Pour la circonstance, M. Lakhdari rappellera que le rapport de l’ONG Transparency International sur les indicateurs de la corruption a placé l’Algérie à la 92e place en 2008, la 111e place en 2009 et la 105e en 2010 sur une liste comprenant 178 pays.
M. Lakhdari a critiqué les rapports de l’ONG qui focalisent sur le critère de corruption passive ainsi que certains aspects liés à l’évasion fiscale et au mouvement illégal de capitaux. Selon des experts, le critère de cette ONG n’est pas exhaustif et trace les contours d’une carte géopolitique de la corruption, laquelle place les pays africains à la tête des pays corrompus ignorant leurs spécificités en tant que pays en voie de développement, estime-t-il encore.
Pour M. Lakhdari, la législation algérienne lutte contre la corruption, le clientélisme et les abus de fonction et les grandes mutations politiques qu’a connues l’Algérie ont toujours été accompagnées de mesures juridiques et judiciaires de lutte contre la corruption.

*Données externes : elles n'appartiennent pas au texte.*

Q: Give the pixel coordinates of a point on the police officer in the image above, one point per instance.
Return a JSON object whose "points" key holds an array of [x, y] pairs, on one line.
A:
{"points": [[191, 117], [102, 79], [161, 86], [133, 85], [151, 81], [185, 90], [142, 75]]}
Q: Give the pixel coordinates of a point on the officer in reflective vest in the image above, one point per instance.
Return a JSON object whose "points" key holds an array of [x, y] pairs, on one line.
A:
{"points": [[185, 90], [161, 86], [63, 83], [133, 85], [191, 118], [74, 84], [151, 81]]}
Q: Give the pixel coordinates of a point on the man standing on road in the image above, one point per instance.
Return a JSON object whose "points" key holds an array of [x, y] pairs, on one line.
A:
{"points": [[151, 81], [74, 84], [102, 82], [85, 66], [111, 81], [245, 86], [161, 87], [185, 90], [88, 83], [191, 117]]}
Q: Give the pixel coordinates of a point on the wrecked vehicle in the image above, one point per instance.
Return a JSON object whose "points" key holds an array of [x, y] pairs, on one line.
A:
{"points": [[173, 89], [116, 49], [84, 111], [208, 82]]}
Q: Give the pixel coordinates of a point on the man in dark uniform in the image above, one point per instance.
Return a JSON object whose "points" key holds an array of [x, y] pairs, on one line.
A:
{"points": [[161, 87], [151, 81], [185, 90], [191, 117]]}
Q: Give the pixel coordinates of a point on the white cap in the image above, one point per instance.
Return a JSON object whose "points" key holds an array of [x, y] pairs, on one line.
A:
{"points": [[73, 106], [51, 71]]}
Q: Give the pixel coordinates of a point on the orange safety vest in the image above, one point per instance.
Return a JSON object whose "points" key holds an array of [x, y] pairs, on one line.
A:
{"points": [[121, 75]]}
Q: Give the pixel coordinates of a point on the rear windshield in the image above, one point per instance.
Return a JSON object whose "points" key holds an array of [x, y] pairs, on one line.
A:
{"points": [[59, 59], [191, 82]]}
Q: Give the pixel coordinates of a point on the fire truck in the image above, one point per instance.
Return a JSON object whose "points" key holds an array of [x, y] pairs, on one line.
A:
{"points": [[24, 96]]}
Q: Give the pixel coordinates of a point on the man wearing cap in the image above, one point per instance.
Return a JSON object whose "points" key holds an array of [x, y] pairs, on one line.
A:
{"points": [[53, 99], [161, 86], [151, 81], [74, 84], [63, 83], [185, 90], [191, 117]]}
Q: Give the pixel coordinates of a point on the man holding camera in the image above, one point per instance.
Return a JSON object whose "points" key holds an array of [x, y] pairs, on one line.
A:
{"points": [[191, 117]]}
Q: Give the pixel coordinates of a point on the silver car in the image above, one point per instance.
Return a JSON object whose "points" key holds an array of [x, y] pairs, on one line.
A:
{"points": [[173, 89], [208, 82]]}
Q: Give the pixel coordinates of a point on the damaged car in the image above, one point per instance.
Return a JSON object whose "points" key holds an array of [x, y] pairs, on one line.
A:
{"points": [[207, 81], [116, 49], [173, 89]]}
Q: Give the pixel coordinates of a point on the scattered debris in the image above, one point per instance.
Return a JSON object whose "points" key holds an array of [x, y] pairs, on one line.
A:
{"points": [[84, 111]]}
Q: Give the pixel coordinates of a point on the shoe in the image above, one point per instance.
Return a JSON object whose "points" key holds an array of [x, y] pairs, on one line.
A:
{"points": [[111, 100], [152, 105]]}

« L’ouverture économique et l’absence de mécanismes de contrôle ont favorisé l’émergence de nouvelles formes de corruption », a-t-il souligné, avant d’évoquer les spéculations sur les marchandises importées, les affaires liées au commerce extérieur et aux banques, à l’utilisation de faux registres de commerce et de transfert illégal de devises et de blanchiment d’argent.
Il a également mis en avant les réformes législatives initiées par l’Algérie en matière de lutte contre la corruption, notamment le jumelage des législations pénale et économique et la promulgation de textes de lois pour la lutte contre le trafic de drogue, le blanchiment d’argent, le financement du terrorisme et la corruption. Soulignons enfin que l’Algérie a créé durant la dernière décennie une cellule de traitement des renseignements financiers et procédé à l’adoption de la convention des Nations unies sur la lutte contre la corruption.